In addition to reduced battery capacity due to chemical reactions slowing down in cold weather, if the car has a resistive heater, it will account for a substantial chunk of battery power. Unlike a combustion engine where the heater gets its energy from waste heat from the engine’s cooling system, electric motors generate little waste heat and all heating energy drains the battery.
Starting in 2020, Tesla, Kia, Nissan, and Volkswagen have replaced resistive heaters on some models with heat pumps (on some makes and models this is an extra-cost feature). Volkswagen claims their heat pump restores around 30% of the range that would be lost to the resistive heater in weather around freezing outside.
Here is an article about electric vehicle heat pumps from Current Automotive, “Model Y is the first Tesla with a heat pump. Here’s why that’s a big deal.”
Can the sensors compensate for snow, either snow on the things which must be observed - like road signs and road markings - or on the apertures of the sensors, themselves?
The sensors on Teslas are just cameras with, I believe, some near infrared capability as well as visual light sensitivity.

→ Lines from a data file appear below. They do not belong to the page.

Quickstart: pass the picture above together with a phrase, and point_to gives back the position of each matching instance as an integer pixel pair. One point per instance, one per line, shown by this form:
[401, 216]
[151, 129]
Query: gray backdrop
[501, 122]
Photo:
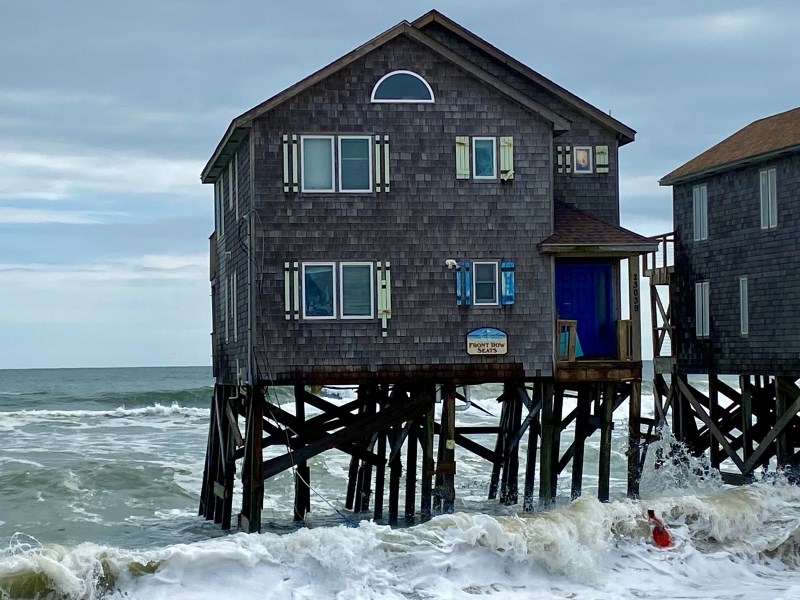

The front-facing cameras are inside the windshield and take advantage of the wipers and washer. The side cameras are set high to avoid dirt thrown up from the road. The rear camera may require cleaning. All of the cameras have heaters to deal with snow and fog accumulation: this is like the heaters in LED-based traffic lights for the inverse problem.
Obscuration of road signs is precisely as much a problem for the self-driving cameras as it is for human drivers. Presumably the goal is for the software to be trained to do as well as a human driver with the information available.